According to the U.S. Department of Agriculture, sale of fresh-cut fruit is experiencing unprecedented market growth. You can join the trend by making your own fresh-cut fruit baskets as an edible focal point for your table or a healthy hostess-gift fruit 'bouquet.' A fresh-fruit basket is also the launching point for a learning experience; make a basket with children, and get a healthy snack and a botany experiment at the same time.
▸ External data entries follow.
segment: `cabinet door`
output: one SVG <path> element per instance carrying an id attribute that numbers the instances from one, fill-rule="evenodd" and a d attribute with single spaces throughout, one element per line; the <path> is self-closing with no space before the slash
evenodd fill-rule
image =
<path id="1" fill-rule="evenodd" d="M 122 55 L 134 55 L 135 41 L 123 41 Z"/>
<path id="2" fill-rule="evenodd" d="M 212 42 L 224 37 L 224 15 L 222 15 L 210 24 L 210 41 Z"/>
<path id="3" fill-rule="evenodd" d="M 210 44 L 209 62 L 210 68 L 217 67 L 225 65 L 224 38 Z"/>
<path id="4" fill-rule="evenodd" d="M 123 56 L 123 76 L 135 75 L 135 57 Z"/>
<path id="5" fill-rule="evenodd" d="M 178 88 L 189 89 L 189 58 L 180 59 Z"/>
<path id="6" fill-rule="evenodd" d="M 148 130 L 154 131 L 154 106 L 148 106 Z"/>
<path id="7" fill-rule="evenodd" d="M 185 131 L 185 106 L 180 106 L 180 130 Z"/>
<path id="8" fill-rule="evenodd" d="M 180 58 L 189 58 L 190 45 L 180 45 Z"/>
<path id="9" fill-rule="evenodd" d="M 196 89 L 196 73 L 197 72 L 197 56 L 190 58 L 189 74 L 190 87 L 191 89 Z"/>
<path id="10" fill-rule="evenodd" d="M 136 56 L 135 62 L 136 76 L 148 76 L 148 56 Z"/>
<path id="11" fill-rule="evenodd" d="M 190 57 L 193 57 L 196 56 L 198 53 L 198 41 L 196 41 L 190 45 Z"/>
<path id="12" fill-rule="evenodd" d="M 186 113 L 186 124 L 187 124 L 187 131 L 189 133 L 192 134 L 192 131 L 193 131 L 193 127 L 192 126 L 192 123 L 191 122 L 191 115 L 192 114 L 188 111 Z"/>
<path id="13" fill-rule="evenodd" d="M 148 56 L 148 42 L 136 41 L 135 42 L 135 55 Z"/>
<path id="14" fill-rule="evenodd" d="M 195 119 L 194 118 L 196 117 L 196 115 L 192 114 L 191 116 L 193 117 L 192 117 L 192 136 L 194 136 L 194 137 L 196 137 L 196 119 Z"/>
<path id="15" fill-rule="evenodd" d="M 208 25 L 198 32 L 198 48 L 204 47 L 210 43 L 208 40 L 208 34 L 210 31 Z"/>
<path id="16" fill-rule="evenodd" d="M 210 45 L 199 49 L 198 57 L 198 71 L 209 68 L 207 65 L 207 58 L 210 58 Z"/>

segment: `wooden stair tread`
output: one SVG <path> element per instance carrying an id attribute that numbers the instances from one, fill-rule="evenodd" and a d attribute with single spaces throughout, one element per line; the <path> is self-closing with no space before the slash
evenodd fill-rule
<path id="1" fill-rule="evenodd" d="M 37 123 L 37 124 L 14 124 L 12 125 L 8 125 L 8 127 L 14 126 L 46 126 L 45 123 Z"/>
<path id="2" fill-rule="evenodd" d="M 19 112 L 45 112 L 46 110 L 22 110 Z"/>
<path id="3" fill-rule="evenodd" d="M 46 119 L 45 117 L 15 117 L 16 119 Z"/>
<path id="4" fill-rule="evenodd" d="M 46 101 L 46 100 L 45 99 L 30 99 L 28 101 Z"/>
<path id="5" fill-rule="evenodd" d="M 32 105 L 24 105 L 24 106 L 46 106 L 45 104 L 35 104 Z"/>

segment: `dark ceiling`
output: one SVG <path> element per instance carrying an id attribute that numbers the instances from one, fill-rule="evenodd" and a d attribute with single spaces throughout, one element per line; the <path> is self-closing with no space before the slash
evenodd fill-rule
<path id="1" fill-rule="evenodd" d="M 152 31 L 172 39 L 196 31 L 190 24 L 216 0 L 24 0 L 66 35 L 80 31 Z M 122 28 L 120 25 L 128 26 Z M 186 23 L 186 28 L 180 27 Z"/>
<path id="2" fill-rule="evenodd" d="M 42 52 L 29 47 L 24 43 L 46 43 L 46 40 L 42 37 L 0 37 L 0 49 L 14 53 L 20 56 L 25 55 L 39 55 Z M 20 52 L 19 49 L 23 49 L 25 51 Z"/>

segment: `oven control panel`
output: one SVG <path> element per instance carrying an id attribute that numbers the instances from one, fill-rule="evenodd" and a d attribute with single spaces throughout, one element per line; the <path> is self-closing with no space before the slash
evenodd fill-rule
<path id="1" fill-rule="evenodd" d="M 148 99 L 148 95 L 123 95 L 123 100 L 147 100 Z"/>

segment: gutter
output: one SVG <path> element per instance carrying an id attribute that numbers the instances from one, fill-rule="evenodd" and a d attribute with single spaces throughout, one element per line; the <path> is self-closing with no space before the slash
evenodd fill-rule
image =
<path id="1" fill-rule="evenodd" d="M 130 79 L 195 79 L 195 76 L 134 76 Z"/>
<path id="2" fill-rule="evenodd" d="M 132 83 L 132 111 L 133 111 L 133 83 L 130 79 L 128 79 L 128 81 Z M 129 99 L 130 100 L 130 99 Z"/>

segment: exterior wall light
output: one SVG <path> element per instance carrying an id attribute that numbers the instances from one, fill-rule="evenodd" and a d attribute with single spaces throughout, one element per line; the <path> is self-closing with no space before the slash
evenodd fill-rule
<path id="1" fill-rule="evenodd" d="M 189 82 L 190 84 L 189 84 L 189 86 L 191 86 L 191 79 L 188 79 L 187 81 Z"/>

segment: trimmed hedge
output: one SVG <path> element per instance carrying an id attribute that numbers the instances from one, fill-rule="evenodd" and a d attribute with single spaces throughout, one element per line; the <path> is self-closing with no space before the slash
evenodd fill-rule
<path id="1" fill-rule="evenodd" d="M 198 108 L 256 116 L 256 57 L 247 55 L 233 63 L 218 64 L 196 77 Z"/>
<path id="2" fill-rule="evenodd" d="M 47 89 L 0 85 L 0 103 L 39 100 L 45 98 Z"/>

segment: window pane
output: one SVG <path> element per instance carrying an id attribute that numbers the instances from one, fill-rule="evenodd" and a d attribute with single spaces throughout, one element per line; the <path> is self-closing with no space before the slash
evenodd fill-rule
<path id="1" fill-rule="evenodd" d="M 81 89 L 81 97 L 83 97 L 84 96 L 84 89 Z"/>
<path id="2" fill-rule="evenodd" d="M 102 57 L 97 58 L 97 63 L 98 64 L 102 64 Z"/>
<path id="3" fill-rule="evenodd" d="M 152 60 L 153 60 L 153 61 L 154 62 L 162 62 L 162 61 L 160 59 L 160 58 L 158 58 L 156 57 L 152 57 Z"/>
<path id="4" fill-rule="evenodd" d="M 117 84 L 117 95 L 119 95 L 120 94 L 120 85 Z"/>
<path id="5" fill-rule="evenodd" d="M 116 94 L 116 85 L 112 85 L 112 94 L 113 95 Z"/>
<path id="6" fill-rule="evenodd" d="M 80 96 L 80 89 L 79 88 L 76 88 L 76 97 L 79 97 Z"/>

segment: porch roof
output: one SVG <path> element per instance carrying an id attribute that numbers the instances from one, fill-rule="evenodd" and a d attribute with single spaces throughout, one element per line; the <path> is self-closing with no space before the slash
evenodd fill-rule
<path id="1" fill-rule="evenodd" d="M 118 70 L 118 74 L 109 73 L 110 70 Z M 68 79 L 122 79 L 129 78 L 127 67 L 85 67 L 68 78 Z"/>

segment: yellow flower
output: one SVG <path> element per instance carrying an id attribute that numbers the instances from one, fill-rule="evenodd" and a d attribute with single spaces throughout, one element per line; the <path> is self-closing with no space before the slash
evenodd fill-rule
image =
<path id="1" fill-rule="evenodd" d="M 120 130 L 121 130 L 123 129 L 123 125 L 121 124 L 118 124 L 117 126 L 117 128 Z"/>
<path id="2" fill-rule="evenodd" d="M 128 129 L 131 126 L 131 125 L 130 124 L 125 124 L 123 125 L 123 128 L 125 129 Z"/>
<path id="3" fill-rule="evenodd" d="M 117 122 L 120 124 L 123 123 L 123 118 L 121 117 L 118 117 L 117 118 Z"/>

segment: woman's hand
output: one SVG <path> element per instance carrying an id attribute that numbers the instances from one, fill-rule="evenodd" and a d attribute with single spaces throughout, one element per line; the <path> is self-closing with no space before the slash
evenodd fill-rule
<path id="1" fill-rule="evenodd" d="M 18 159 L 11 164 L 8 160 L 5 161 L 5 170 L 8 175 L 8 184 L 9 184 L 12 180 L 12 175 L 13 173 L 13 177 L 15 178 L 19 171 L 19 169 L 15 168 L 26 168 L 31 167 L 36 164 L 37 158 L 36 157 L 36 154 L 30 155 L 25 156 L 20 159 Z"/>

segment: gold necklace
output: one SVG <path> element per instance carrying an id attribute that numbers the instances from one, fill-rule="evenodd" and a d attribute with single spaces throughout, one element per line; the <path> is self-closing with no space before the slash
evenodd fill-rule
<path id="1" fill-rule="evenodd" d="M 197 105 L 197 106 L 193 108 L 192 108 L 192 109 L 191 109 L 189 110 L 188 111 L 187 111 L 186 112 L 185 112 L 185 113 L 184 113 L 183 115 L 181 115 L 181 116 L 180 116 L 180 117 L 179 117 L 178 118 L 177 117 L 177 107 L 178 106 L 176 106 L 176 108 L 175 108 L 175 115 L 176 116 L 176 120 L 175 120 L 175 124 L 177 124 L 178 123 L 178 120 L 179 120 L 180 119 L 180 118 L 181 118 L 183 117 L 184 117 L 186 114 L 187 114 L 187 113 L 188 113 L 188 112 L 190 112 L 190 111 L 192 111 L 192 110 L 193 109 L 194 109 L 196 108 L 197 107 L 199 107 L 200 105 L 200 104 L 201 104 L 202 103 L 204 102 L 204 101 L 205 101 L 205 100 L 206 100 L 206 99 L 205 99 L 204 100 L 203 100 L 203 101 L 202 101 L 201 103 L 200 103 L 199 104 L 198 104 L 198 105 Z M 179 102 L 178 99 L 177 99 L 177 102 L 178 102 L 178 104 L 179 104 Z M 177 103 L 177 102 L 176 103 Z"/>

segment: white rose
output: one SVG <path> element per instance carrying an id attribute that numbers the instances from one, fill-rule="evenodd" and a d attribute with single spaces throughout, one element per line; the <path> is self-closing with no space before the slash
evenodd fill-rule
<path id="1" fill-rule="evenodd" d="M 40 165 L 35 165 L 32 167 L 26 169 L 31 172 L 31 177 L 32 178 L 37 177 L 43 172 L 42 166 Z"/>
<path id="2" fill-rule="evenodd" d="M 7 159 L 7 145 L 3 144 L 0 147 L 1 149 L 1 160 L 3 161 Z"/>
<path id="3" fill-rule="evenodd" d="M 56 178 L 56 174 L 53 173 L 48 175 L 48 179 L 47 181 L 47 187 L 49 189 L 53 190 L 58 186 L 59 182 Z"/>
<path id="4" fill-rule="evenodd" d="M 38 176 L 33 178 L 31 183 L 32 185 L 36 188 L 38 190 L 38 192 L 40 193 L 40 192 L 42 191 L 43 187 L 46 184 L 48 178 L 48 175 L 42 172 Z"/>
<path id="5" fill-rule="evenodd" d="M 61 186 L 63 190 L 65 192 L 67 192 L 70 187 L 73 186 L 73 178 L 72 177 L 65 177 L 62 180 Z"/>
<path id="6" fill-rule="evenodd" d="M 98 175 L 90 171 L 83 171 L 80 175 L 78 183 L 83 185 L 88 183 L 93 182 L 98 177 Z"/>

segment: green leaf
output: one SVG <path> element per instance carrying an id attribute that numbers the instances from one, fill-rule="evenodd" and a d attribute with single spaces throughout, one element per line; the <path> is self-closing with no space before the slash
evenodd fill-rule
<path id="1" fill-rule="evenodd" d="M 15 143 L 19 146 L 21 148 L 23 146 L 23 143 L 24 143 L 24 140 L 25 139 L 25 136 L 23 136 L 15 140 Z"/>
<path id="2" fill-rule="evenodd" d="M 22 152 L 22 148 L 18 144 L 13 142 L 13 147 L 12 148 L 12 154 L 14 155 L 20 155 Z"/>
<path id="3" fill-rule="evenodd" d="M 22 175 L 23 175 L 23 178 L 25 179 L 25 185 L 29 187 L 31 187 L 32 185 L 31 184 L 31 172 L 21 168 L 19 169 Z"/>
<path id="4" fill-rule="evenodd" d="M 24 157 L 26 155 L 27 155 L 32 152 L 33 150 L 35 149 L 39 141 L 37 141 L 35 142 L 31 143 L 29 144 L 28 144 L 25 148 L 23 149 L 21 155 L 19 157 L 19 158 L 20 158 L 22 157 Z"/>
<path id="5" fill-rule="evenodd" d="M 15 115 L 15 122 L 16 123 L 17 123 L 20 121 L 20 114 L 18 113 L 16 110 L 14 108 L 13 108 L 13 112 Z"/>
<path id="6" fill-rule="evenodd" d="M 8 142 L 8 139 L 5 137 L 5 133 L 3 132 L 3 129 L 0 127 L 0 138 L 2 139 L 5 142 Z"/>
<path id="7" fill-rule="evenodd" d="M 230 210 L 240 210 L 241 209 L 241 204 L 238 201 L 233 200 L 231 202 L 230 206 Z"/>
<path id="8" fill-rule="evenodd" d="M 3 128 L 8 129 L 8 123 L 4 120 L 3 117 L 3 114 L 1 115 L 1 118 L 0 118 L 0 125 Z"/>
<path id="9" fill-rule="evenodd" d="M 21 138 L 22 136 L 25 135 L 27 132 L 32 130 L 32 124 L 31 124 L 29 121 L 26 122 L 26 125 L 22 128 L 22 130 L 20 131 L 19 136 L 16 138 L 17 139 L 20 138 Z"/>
Today's trendy fruit baskets include a basket made from fruit, filled with colorful cut fruit pieces. Professionals at Distinct Gift Baskets recommend starting with a sturdy fruit which you can cut into a handle and basket, such as a small watermelon or a honeydew. For personal cut-fruit baskets, start with a grapefruit or large orange. Use a marker to demarcate the area to be cut away, starting a bit over half-way up the side of the melon or citrus fruit, and be sure to leave a strip up over the top for a handle. Use a short, sharp knife to cut away the peel or rind from the area to be removed, then either cut the melon out in chunks or use a melon-baller to remove fruit spheres. Use the knife to carefully cut out the inside of the grapefruit or orange. Mix the melon or citrus with other fruits in bright hues and interesting shapes. Pare away a thin slice from the bottom of the melon or citrus basket so it stands upright and refill it with sliced and chopped fruit.
Fruit Basket Arrangement
The Iowa State University Extension recommends serving a 'fruit basket on a stick' by lining up rainbow-hued slices of red apple, orange, banana, and kiwi on a toothpick, topped with a maraschino cherry. Turn these sticks into floral-like arrangements by substituting long bamboo skewers for the toothpicks. Pare a slice from the bottom of a small melon so it stands upright, then cut a small circle from the top to make a 'vase'. Skewer flower-like stacks of fruit slices, then stick the skewer into the melon 'vase'.
Fruit Basket Lessons
The University of New Hampshire Sustainable Horticulture program recommends using a fruit basket as a way to generate a healthy snack for children while serving up a lesson in botany. Select a ceramic or plastic 'basket' for your cut fruit, or create a melon basket. Obtain fruits with different types of seeds, such as pitted fruit, citrus fruit, and a pear or apple as well as melon, grapes, berries, and even a coconut or pineapple. Take a hard look at each fruit with the children before you cut it up, and discuss what type of plant that fruit grows on, and in what part of the world. Cut each fruit up and examine the seeds, laying the seeds out in a row to compare their sizes and shapes. Put the cut fruit in the basket and serve it for lunch or a snack. Later, play a memory game and see who can remember which seeds came from which fruit.